Charles François Philibert MASSON, auteur cité dans le Littré

MASSON (1762-1807)

Dans le texte d'origine du Littré, les auteurs pouvaient être nommés par de nombreuses variantes. Dans cette version en ligne, la forme MASSON a été choisie.

117 citations dans le Littré

Œuvres citées dans le dictionnaire Littré

Cette liste des œuvres a été compilée manuellement pour ce site web.

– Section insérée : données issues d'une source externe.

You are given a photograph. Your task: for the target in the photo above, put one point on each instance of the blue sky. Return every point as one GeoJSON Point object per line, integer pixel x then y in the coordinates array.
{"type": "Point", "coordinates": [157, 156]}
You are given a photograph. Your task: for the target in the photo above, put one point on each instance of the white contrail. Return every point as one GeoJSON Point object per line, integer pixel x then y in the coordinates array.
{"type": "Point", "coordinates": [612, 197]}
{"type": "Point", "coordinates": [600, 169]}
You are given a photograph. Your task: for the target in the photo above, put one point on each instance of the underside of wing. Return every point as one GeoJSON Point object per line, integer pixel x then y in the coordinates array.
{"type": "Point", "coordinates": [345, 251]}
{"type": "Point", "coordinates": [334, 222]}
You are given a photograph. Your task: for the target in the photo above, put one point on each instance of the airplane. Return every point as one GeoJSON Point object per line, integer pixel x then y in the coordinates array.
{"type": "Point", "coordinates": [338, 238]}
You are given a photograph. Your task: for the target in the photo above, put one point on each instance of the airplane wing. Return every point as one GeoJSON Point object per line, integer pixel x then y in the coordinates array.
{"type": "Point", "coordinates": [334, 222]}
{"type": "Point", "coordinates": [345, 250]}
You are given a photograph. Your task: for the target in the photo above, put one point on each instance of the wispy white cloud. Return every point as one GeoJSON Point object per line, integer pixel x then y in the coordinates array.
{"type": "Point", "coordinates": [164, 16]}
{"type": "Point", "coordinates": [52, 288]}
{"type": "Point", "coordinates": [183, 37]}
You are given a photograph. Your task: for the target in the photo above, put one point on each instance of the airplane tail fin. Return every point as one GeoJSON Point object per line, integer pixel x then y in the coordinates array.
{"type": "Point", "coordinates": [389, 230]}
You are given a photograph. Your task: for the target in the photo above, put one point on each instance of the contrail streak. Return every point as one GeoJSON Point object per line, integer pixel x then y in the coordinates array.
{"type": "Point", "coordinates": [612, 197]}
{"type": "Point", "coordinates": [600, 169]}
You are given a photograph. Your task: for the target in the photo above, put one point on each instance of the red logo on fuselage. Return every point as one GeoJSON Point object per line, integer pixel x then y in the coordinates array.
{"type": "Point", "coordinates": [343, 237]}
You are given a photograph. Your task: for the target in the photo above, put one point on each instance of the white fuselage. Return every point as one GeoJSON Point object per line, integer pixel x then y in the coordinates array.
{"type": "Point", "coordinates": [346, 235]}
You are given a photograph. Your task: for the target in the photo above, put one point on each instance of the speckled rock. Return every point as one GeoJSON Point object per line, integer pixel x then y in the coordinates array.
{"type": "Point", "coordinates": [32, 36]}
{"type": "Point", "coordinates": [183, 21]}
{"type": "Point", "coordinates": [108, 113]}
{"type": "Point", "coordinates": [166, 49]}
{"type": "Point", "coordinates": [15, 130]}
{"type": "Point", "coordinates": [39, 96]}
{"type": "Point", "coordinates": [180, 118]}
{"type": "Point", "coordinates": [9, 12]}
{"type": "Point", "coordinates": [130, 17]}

Elle n'est pas exhaustive, et privilégie autant que possible les références aux éditions originales. Elle peut toutefois comprendre des publications contemporaines d'É. Littré, lorsque ce dernier était explicite sur ses sources ou qu'il cite des compilations. Le dictionnaire imprimé contenait d'ailleurs une liste très partielle des œuvres et auteurs.

Titre de l'œuvre Date de parution Citations
Les Helvétiens en huit chants 1800 113 citations

Quelques citations de Charles François Philibert MASSON

Voici un tirage aléatoire parmi ses 117 citations dans le Littré.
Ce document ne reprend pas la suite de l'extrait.